Si cet autre « mammouth » est forcément à réformer, les marges de manœuvre sont ténues pour le gouvernement. La contestation sociale des derniers mois menace de renaître. Le chef de l’État a donc décidé de jouer la carte de l’apaisement et de l’écoute des Français. Mais cela suffira-t-il à contenir la grogne commençant à poindre ?

 

Si le feu de la contestation sociale de l’hiver dernier n’est plus incandescent, les braises sont encore rosées. Dix mois après l’apparition des Gilets jaunes sur les ronds-points, l’occupation de ces giratoires et les manifestations hebdomadaires un peu partout en France, le mouvement de grogne s’est calmé avec l’été… mais il semble prêt à renaître.

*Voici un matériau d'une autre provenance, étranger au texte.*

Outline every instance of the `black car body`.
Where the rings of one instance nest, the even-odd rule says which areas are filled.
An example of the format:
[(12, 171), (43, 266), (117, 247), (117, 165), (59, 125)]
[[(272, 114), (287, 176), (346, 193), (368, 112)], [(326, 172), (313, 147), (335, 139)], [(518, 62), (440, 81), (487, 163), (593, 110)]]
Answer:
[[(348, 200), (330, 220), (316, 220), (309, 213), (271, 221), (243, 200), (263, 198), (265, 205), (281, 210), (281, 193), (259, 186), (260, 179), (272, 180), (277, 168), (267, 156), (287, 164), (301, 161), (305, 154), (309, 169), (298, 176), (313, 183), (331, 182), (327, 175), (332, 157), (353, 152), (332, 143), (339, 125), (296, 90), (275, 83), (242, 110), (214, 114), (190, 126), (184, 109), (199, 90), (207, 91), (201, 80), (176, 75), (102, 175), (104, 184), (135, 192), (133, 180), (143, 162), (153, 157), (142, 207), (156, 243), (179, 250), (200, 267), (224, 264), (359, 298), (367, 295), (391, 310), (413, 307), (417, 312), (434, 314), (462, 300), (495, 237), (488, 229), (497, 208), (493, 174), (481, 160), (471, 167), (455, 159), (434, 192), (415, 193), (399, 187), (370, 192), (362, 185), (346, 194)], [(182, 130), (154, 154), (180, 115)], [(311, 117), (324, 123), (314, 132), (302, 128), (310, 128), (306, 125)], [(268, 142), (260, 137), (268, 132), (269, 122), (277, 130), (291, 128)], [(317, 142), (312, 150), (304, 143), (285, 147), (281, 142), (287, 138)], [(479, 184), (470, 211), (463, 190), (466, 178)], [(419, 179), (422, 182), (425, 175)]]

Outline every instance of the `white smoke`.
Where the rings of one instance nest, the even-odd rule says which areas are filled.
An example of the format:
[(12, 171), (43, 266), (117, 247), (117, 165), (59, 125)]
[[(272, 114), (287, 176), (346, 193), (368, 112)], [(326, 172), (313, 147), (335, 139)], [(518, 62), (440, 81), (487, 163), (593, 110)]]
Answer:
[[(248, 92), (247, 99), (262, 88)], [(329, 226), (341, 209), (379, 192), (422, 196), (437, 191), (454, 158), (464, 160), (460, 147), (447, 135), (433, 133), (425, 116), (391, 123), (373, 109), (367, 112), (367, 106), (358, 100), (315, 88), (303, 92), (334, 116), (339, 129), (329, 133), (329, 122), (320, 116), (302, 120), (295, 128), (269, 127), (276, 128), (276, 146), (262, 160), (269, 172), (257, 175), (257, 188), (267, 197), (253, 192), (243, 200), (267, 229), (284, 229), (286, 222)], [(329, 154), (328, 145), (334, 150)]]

Pour l’heure, les tentatives en ce sens ne sont que sporadiques, les appels à se rassembler peinent à trouver de l’écho sur les réseaux sociaux, les quelques Gilets jaunes qui se mobilisent encore ne sont plus qu’une poignée… Mais une simple étincelle pourrait très vite rallumer l’incendie de la colère et pousser à nouveau dehors des milliers de Français.

Malgré les annonces gouvernementales du printemps, la multiplication des cahiers de doléances dans les mairies et l’organisation du Grand débat, une grande partie de la société se sent toujours laissée pour compte et n’est plus décidée à se laisser faire. La défiance à l’égard de la politique gouvernementale est toujours extrêmement forte. Le baromètre est d’ailleurs loin de s’inverser.

Marges de manœuvre réduites

Emmanuel Macron l’a parfaitement bien compris. S’il est bien décidé à mener à leur terme les grands chantiers qu’il a promis en début de quinquennat, il sait que les marges de manœuvre sont aujourd’hui réduites, voire très ténues, pour plusieurs d’entre elles.

À commencer par la réforme des retraites, pour laquelle des négociations sont de nouveau en cours ce jeudi 5 septembre entre Matignon et les partenaires sociaux. Si la ferme volonté de simplifier cet autre « mammouth » (1) est à mettre au crédit du chef de l’État – quand ses prédécesseurs s’y sont cassé les dents ou ont préféré fort opportunément ne pas s’y intéresser – l’époque n’est plus très porteuse à de grandes ambitions. Les syndicats sont déjà prêts à sortir les banderoles, les Gilets jaunes leur tenue fluorescente. « Nous ne voulons pas d’une réforme d’équilibre financier, mais de progrès social », a d’ailleurs averti le patron de la CFDT, Laurent Berger, ce jeudi matin.

Ce n’est donc pas un hasard si le Président avance à pas de loup sur la question bien épineuse, allant même jusqu’à détricoter à la fin août les premières annonces faites par le Haut-commissaire à la réforme des retraites un mois plutôt tôt ! Emmanuel Macron sait pertinemment qu’il joue gros et ne veut pas se rater… surtout à l’approche des échéances municipales, cruciales pour ancrer le parti présidentiel au cœur des territoires.

Faute de carre

La présentation du texte en conseil des ministres après le scrutin de mars 2020, alors qu’elle était théoriquement annoncée pour cet automne, montre bien que le chef de l’État marche sur des œufs. La moindre faute de carre lui serait fatale à maintenant deux ans et demi des prochaines présidentielles.

Tirant les leçons de la colère des Gilets jaunes, le président de la République va donc lancer une « grande concertation citoyenne » des Français sur les retraites. Une manière de leur donner la parole, de les entendre… et surtout de les écouter, tout le monde l’espère…

L’écoute, c’est d’ailleurs ce que va marteler à ses troupes le patron de La République en marche lors du « Campus des territoires » du parti présidentiel ce week-end à Bordeaux. « Si on ne prend pas à bras-le-corps la suite du Grand débat, alors les vagues vont revenir et de plus en plus fortes », prévient Stanislas Guerini.

Pas question de battre en retraite sur les retraites, mais gare à toute nouvelle décote dans l’opinion. Un dosage pas simple du tout  ! Un casse-tête même.

(1) Nom donné à l’Éducation nationale par l’ancien ministre Claude Allègre en 1997.